BiDi APIs and driver support evolve; not all drivers support request modification or header injection. Prefer browser-level capabilities to set default headers when needed.
Event names and payload shapes may differ by driver version; guard your code and include safe defaults.

Capturing User-Agent and Client Hints

To reliably capture and reproduce identity, record both the explicit User-Agent string used and the Client Hints accepted/returned.

User-Agent: set at context creation (e.g., Playwright newContext userAgent) and record as span attributes on navigation spans and the agent.run root span.
Client Hints: on requests, log headers like Sec-CH-UA, Sec-CH-UA-Platform, Sec-CH-UA-Model, Sec-CH-UA-Arch, Sec-CH-UA-Bitness, Sec-CH-UA-Platform-Version, and on responses Accept-CH and Critical-CH.
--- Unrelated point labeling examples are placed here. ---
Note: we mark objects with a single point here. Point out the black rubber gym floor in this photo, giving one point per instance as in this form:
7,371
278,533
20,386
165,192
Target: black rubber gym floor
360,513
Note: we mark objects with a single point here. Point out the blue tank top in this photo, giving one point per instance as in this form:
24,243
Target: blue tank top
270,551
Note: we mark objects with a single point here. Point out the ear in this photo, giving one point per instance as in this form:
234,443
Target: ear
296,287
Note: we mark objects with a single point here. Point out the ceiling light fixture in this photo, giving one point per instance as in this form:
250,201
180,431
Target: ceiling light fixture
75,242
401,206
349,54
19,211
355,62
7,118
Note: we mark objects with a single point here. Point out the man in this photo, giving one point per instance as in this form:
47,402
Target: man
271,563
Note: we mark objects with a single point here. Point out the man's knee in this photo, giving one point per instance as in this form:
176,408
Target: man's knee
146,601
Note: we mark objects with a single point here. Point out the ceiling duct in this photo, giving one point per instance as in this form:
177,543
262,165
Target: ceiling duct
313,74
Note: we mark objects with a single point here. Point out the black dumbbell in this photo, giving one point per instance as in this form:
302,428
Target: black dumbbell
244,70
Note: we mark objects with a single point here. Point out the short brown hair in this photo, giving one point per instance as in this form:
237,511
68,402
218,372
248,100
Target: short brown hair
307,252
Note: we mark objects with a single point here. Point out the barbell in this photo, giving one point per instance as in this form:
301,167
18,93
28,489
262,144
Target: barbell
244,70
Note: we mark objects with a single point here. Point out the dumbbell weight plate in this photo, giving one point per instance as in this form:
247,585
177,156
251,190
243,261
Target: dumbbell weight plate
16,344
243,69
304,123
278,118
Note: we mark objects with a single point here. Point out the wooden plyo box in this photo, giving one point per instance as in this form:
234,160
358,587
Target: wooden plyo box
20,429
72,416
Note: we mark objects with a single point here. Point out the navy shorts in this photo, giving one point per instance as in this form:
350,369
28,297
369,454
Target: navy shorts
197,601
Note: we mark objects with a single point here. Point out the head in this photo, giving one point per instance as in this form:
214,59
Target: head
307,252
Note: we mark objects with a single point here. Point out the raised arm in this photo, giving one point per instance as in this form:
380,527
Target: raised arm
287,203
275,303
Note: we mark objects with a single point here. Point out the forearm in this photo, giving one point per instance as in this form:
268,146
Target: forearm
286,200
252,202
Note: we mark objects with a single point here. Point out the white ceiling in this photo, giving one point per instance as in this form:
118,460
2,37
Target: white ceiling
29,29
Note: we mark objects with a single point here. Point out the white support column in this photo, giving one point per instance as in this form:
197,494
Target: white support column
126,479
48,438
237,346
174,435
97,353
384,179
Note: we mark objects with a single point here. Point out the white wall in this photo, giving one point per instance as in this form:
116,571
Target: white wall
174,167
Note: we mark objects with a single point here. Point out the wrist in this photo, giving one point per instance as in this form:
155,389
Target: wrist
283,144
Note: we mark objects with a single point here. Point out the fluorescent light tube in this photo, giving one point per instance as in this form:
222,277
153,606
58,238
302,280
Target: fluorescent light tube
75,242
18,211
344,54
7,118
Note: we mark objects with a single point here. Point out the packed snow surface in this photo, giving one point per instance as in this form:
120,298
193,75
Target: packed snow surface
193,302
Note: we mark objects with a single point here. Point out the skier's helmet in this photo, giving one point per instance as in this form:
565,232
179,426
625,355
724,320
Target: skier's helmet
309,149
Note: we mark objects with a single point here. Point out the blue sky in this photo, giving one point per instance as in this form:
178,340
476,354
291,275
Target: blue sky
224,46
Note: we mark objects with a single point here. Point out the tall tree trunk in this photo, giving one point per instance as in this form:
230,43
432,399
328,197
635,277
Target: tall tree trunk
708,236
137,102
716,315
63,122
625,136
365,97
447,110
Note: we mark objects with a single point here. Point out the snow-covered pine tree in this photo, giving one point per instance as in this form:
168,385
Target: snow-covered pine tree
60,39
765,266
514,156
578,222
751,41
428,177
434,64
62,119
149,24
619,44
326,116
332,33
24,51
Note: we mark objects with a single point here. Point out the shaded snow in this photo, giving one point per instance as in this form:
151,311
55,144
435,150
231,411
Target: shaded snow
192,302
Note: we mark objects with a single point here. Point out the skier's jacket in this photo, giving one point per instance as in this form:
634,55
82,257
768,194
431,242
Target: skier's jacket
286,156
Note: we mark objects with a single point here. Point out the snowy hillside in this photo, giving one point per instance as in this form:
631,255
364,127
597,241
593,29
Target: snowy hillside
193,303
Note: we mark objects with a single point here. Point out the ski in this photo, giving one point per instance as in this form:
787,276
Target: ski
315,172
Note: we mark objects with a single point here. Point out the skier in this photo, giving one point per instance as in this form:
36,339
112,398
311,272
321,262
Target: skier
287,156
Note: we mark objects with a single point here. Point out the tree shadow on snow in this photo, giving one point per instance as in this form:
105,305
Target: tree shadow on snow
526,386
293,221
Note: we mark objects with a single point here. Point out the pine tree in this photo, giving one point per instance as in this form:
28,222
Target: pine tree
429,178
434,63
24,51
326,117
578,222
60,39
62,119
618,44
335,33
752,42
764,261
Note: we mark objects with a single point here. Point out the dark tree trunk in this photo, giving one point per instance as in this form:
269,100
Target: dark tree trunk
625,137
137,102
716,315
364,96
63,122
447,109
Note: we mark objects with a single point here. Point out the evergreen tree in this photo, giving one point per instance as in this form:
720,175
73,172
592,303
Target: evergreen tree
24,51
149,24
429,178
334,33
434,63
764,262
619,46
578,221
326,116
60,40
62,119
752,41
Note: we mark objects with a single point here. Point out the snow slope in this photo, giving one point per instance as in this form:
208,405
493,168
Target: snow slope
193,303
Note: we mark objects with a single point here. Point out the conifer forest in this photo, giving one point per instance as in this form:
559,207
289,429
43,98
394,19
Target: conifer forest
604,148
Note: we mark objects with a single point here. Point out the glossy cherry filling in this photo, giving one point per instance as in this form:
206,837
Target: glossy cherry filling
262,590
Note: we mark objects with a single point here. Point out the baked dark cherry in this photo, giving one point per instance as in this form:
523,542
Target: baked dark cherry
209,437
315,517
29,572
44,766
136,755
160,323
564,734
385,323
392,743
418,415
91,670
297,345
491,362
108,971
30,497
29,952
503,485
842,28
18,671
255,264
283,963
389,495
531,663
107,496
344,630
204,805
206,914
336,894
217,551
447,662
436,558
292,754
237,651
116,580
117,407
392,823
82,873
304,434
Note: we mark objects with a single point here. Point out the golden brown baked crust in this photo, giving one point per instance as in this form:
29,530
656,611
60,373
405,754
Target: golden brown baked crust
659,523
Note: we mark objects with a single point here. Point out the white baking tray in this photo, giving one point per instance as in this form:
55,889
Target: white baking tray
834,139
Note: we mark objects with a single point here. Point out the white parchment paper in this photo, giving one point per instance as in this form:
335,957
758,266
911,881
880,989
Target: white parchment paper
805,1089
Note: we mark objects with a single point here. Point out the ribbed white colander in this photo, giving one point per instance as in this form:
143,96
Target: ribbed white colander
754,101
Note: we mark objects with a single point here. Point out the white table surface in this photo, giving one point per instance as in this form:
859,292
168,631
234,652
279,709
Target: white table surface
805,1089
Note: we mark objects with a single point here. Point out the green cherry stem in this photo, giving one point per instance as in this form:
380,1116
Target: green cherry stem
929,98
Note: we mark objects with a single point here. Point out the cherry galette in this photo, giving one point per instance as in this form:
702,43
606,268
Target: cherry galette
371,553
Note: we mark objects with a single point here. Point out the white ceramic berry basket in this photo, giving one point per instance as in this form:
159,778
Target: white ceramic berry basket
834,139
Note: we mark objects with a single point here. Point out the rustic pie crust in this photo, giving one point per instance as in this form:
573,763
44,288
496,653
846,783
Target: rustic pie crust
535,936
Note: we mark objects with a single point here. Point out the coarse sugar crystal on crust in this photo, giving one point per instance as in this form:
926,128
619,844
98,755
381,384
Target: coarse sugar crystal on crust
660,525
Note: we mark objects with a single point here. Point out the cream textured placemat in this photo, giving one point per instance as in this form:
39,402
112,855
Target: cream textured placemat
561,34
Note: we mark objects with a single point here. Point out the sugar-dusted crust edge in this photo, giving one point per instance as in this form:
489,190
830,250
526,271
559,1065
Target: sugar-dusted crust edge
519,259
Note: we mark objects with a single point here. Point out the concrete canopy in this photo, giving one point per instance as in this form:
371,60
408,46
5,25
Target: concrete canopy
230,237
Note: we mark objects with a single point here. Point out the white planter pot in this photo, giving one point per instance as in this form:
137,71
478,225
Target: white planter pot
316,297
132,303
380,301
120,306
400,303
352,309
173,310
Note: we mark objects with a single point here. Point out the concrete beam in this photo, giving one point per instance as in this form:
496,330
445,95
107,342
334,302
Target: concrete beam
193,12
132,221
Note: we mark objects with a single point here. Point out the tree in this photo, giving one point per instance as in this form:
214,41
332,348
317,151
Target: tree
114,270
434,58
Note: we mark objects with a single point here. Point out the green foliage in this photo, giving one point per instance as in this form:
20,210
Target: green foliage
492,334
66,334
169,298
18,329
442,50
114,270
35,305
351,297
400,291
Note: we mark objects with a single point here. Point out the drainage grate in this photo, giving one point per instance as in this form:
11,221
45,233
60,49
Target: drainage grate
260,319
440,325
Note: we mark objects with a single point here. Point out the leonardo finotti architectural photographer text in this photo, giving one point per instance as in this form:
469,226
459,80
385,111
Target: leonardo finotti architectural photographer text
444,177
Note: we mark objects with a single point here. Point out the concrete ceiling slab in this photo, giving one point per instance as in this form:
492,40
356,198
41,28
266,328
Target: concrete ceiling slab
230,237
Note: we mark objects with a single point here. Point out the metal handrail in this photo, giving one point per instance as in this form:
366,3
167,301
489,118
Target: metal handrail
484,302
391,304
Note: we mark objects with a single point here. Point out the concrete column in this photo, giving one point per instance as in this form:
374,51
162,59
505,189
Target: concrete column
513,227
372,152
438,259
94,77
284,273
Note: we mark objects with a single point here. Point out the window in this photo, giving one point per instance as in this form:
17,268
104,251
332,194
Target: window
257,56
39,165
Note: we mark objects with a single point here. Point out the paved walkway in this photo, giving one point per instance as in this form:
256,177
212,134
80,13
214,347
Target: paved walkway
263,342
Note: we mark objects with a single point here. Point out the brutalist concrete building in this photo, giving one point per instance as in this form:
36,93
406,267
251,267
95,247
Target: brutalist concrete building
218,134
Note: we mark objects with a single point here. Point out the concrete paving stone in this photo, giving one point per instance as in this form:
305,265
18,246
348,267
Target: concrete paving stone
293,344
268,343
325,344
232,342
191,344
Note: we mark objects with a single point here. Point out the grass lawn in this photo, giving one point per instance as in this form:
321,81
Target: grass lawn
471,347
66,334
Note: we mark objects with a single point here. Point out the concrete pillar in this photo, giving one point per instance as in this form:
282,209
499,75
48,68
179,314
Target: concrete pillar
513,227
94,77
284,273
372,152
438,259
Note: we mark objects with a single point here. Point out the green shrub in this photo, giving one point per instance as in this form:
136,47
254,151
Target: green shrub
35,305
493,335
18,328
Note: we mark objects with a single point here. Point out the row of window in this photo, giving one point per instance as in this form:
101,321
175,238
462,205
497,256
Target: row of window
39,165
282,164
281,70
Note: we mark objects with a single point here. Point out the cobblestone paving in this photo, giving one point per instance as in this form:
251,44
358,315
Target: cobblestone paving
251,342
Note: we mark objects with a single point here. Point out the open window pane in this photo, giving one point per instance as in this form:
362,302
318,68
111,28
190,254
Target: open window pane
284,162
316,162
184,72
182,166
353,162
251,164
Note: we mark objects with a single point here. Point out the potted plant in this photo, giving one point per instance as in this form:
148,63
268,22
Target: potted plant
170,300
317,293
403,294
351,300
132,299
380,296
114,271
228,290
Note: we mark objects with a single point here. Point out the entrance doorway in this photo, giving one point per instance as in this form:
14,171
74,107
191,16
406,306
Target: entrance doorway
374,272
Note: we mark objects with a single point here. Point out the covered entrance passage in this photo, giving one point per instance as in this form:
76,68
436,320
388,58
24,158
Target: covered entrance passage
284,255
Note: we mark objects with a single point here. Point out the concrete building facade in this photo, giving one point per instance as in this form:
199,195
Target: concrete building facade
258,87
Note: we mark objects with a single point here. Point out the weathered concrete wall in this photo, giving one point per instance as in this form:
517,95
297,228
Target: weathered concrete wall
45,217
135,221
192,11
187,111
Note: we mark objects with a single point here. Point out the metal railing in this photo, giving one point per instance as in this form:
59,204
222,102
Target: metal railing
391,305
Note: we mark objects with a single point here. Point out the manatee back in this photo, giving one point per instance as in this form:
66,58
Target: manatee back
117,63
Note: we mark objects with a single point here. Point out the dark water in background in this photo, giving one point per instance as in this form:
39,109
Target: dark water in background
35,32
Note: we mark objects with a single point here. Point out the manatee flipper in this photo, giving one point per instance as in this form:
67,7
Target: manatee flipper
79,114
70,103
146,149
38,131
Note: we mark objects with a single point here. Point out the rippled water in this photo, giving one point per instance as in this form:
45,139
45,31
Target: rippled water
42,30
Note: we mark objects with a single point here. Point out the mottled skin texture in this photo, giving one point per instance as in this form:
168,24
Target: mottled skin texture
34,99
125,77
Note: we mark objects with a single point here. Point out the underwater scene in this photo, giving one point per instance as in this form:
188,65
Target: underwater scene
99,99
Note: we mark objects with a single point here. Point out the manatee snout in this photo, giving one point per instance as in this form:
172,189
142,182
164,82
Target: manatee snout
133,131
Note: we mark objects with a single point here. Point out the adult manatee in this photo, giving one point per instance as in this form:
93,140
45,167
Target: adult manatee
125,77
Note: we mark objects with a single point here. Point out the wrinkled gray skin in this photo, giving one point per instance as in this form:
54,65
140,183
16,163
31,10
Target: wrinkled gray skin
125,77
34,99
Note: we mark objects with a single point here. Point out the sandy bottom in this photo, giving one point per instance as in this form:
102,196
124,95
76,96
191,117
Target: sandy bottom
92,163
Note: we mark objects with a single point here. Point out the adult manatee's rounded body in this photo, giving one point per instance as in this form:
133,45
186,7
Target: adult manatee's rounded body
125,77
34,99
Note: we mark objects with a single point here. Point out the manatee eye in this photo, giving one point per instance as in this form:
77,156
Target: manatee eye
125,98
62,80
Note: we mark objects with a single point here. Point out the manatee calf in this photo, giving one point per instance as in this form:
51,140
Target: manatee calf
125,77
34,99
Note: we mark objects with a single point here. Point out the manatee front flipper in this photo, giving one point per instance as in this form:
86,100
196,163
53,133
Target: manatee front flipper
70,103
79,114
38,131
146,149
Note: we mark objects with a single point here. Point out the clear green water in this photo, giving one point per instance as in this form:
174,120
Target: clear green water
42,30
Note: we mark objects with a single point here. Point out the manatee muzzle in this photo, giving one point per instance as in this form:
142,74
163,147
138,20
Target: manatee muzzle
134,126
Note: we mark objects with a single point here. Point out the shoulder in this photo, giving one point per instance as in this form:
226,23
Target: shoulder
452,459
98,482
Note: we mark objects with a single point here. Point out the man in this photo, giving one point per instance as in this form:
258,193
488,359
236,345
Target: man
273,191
Playwright example recording hints via request interception:

ts
import { chromium, Request } from 'playwright';
import { trace } from '@opentelemetry/api';

const tracer = trace.getTracer('browser-agent');

export async function recordUAAndCH(url: string) {
  const browser = await chromium.launch();
  const context = await browser.newContext({
    userAgent: 'MyAgent/1.0 (compatible)'
  });
  const page = await context.newPage();

  const span = tracer.startSpan('browser.navigate', {
    attributes: {
      'user_agent.original': 'MyAgent/1.0 (compatible)'
    }
  });

  page.on('request', (req: Request) => {
    const headers = req.headers();
    // Record a subset to keep cardinality bounded
    const ch = {
      'sec-ch-ua': headers['sec-ch-ua'],
      'sec-ch-ua-platform': headers['sec-ch-ua-platform'],
      'sec-ch-ua-model': headers['sec-ch-ua-model']
    };
    span.addEvent('client_hints.request', ch);
  });

  page.on('response', async (res) => {
    const headers = await res.allHeaders();
    const ch = {
      'accept-ch': headers['accept-ch'],
      'critical-ch': headers['critical-ch']
    };
    span.addEvent('client_hints.response', ch);
  });

  await page.goto(url);
  span.end();
  await browser.close();
}

Semantic note: recent OpenTelemetry HTTP conventions are in flux regarding user-agent attributes. If your stack still expects http.user_agent, set both user_agent.original and http.user_agent to ease transition.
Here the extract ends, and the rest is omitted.